Except for international institutions created and run by France, such as Alliance française (1883), International Francophonie is relatively young. Truly multilateral associations devoted to closer ties between francophone groups began to appear shortly after WWII, eg, la Fédération internationale de la presse de langue française (Paris, 1948), l'Association des universités partiellement ou entièrement de langue française (Montréal, 1961) and l'Institut international de droit d'expression française (1964). These are all private bodies, although they often benefit from government subsidies. The private sector of International Francophonie continues to develop rapidly. There are some 50 international French-language federations, communities, academies, associations and institutes working to increase co-operation in many different fields.

In 1967, elected members of some 20 national parliaments met as delegates in Luxembourg to set up the Association internationale des parlementaires de langue française. Two years later, an international conference in Zaire brought together an equal number of ministers of education, this time officially representing their governments. However, a permanent body was not formed until 1970, when ministerial delegates from 21 countries met in Niamey, Niger, to found l'Agence de coopération culturelle et technique (today the International Organisation of La Francophonie), an international organization devoted to multilateral governmental co-operation.

ACCT brings together French-speaking states whose mutual goals include the development of culture, education, science and technology. The first full-fledged meeting of the ACCT was held in Paris 1986. In 1987 delegations from members and nonmembers that met at Québec City were Belgium, Benin, Burkina Faso [Upper Volta], Burundi, Canada, Central African Republic, Chad, Comoros, Congo, Djibouti, Dominica, Egypt, France, Gabon, Guinea, Guinea-Bissau, Haiti, Ivory Coast, Laos, Lebanon, Luxembourg, Madagascar, Mali, Mauritania, Mauritius, Monaco, Morocco, Niger, Rwanda, St Lucia, Senegal, Seychelles, Switzerland, Togo, Tunisia, Vietnam and Zaire. Two Canadian provinces, Québec and New Brunswick, have the status of participating governments. At this summit, Canada announced a contribution of $17 million to assist new and existing projects in French-speaking Africa and debt forgiveness of $325 million in loans, affecting African nations. The next summit is to be held in Senegal in 1989.

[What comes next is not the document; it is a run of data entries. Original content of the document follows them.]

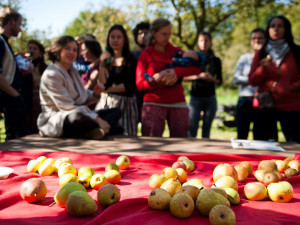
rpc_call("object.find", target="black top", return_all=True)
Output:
[191,51,223,97]
[105,55,137,97]
[0,34,22,92]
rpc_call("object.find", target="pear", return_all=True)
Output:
[54,182,85,207]
[148,188,172,210]
[176,185,200,202]
[97,184,121,208]
[284,168,299,178]
[170,193,195,219]
[224,188,241,205]
[196,189,230,216]
[210,187,228,199]
[59,173,78,187]
[66,191,98,217]
[209,205,236,225]
[160,178,181,196]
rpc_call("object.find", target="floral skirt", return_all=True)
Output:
[95,93,138,136]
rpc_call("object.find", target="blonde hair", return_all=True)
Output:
[148,18,172,45]
[0,7,22,27]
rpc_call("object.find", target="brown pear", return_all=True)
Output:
[176,185,200,202]
[148,188,171,210]
[170,193,195,219]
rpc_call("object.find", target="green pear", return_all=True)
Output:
[176,185,200,202]
[224,188,241,205]
[54,182,85,207]
[148,188,171,210]
[170,193,195,219]
[66,191,98,217]
[196,189,230,216]
[209,205,236,225]
[97,184,120,208]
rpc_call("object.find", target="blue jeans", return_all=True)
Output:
[236,97,255,139]
[189,95,217,138]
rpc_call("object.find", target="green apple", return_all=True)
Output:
[267,181,294,202]
[116,155,130,170]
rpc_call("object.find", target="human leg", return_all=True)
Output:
[278,111,300,143]
[188,95,202,137]
[236,97,254,139]
[167,107,189,137]
[142,105,167,137]
[0,92,29,140]
[202,96,217,138]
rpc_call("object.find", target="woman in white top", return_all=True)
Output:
[38,36,121,139]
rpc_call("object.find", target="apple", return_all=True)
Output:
[172,162,186,171]
[244,182,267,201]
[267,181,294,202]
[104,170,121,184]
[20,178,47,203]
[116,155,130,170]
[213,163,238,182]
[161,167,178,179]
[78,166,95,177]
[182,159,195,172]
[105,162,119,171]
[89,174,108,190]
[175,168,187,184]
[149,174,167,189]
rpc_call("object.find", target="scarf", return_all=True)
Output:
[267,39,290,66]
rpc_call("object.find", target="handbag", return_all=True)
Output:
[256,91,275,111]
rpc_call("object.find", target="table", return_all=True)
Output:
[0,143,300,225]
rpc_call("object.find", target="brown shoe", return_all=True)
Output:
[84,128,105,140]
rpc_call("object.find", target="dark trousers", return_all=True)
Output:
[63,108,123,138]
[0,91,29,140]
[254,110,300,143]
[236,97,255,139]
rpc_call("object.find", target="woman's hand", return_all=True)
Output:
[259,58,270,70]
[153,69,178,86]
[96,116,110,134]
[94,83,105,97]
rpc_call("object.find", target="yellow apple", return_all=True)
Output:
[116,155,130,170]
[267,181,294,202]
[244,182,267,201]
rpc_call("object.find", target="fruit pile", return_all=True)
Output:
[20,155,130,216]
[148,157,300,224]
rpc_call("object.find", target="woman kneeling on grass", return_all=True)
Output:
[38,36,122,139]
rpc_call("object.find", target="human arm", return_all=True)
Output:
[233,54,252,85]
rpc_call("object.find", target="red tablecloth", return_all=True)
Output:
[0,151,300,225]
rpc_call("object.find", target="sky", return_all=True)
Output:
[19,0,111,38]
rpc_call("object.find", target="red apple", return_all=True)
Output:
[172,162,186,171]
[20,178,47,203]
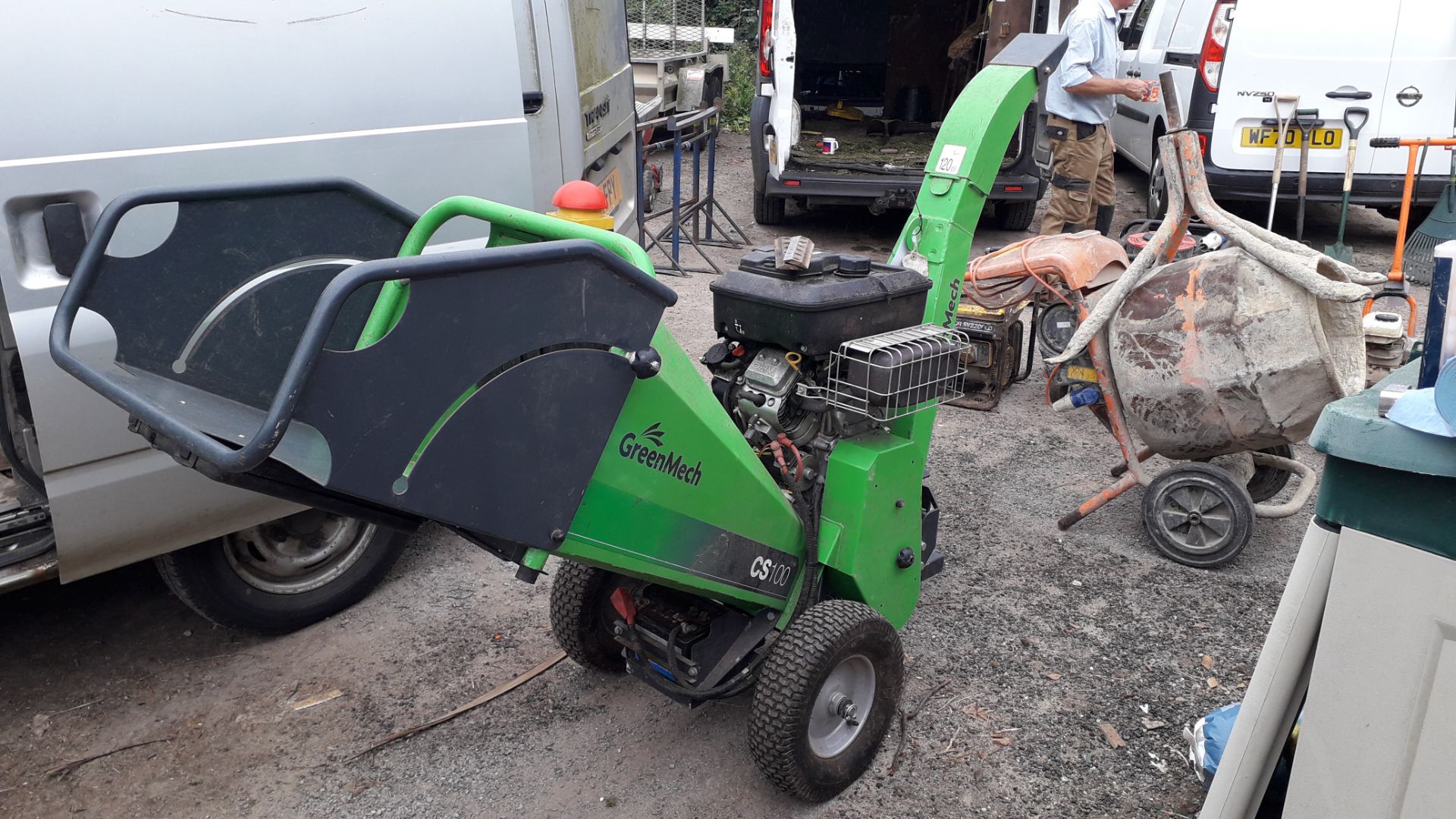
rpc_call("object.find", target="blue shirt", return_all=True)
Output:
[1046,0,1122,125]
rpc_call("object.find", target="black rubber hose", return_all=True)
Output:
[664,623,769,699]
[793,482,820,617]
[663,482,821,699]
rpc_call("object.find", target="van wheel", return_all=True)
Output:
[155,509,410,634]
[1144,150,1168,218]
[753,188,786,224]
[996,199,1037,231]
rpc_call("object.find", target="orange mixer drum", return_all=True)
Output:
[1108,242,1364,459]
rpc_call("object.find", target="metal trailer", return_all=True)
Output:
[628,0,734,120]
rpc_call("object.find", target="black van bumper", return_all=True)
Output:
[1201,131,1446,207]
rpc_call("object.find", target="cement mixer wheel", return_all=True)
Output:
[1143,462,1254,568]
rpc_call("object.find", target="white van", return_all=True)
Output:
[1112,0,1456,217]
[0,0,636,631]
[750,0,1073,231]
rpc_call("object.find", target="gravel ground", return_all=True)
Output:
[0,130,1395,819]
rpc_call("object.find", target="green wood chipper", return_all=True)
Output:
[51,35,1065,800]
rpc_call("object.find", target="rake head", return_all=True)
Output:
[1402,184,1456,284]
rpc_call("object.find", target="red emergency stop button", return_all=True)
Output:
[551,179,614,231]
[551,179,610,212]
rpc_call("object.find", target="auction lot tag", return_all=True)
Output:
[935,146,965,174]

The comparison is often drawn between Francophonie and the Commonwealth. The similarities are evident: each includes developing and developed countries; each consists largely of former colonies, most of which achieved independence after WWII; finally, each has the same general objectives of mutual assistance, co-operation and development in all fields. But Commonwealth structures are very different from those adopted by Francophonie. Despite much discussion of the idea, for example, there is no equivalent in Francophonie of the biannual summit meetings held by the heads of state of Commonwealth countries. Canada has been active in international Francophonie since its beginnings, in both public and private sectors.

On 30 November 2014, Michaëlle Jean, former governor general of Canada, was appointed secretary general of the International Organisation of La Francophonie during the 15th summit of French-speaking nations in Dakar, Senegal. Not only is the first female to head the La Francophonie, she is also the first Canadian.